© Jean-Marc Tingaud
Le décor est là, sobrement, qui pose et qui compose. Loin du tumulte, loin des cahots et du chaos du monde. La lumière, doucement, coule. La photo sur le mur - le mur qui imperceptiblement se lézarde et fissure - semble inéluctablement punaisée. Des objets, çà et là. Rien ne bouge.
Alors subtilement, le dessein se dessine. D'abord, un écho lointain, puis une réminiscence. Je saisis ce qui se trame : un fil ténu vient tisser des liens et des correspondances. Naples, Zagreb, Marrakech, Jérusalem… L'objet anodin, une fois exhumé par le photographe, perd son insignifiance. L'intérieur se dévoile et laisse présager un peu de son secret. Un peu de ceux qui y vivent, aussi. L'image dit le temps, le temps qui passe, celui qui reste, celui qui se consume. Elle incarne une bribe de la mémoire du lieu et de ce qui l'imprègne. Jean-Marc Tingaud, en évoquant l'espace de l'intime, invoque l'empreinte et la résurgence. Avec pudeur, avec gravité souvent, les images, épurées et sensibles, suggèrent plus qu'elles ne démontrent.
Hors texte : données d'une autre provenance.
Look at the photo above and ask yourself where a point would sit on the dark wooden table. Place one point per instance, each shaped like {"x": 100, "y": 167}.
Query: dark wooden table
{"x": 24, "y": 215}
Alors, de ces absences, de ces fragments d'espaces, surgit un bruissement : le murmure, furtif, d'un récit, d'une histoire, parfois même de l'Histoire.
Pas âme qui vive, et pourtant chaque image frémit de la présence tacite de ce qui l'habite.
Intégralité de mon texte paru in Le monde d'Hermès, Paris, 2003.